The immense Douglas Hofstadterhas published this article “Generative AI Should Not Replace Thinking at My University” on The Atlantic, which I praised in another blog post.
A friend of mine who’s a computer science professor expressed some grievances at my position saying that …” Prof. Hofstadter is an old professor while you’re young (sic!), how can youagree and amplify those exaggerations ? Nobody pretends to replace human thinking. Those tools should be used for those tasks where human thinking is not deeply involved”
This same morning I wrote an article for a law journal on AI and regulation, based on a talk I gave in a conference few months ago.
I used chatgpt to help me rephrase in form of an article the text obtained from the recording of the talk. I had to break it into three chunks, because of chatgpt limitations for free accounts.

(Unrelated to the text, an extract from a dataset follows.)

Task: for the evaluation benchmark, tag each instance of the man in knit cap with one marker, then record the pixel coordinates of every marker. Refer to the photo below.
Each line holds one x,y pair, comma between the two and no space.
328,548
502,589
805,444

In all three segments chatgpt inserted statements on how much AI is useful and hence should be used even if not precise, for the huge benefits that can derive, even if it is still not conscious.
If you read my blog, you know my position that machines are not conscious and that “artificial intelligence” is a misleading metaphoric label, and that we should use the acronym SALAMI, instead.
IN NO WAY, I expressed those opinions in the talk that was “rephrased” by ChatGPT. If I’d payed no attention or if I’d not be strongly against those statements, I’d likely left them into the article. A way for a kind of AI induced revisionism to sneek into the article.
All teachers and professors know how important is the selection of texts to avoid revisionism, an activity that requires a high level of attention and is performed yearly before adoption of texts. An we all know of the political influences in teaching texts pretending to ban evolutionism or other topics in line with the governing party’s inclination.
Having AI assiting or intervening in the preparation of syllabus, workshops, conferences, reviewing publicly accessible content, etc. is prone to AI-induced revisionism that is carried out not once per year (when we explicitly look to carefully avoid biases) but in realtime, constantly throughout the teacher and student’s life.
My opinion is that this can pose a real menace to the neutrality of the POV where students minds and thoughts are formed.
An extremely powerful weapon in the hands of those who build the system.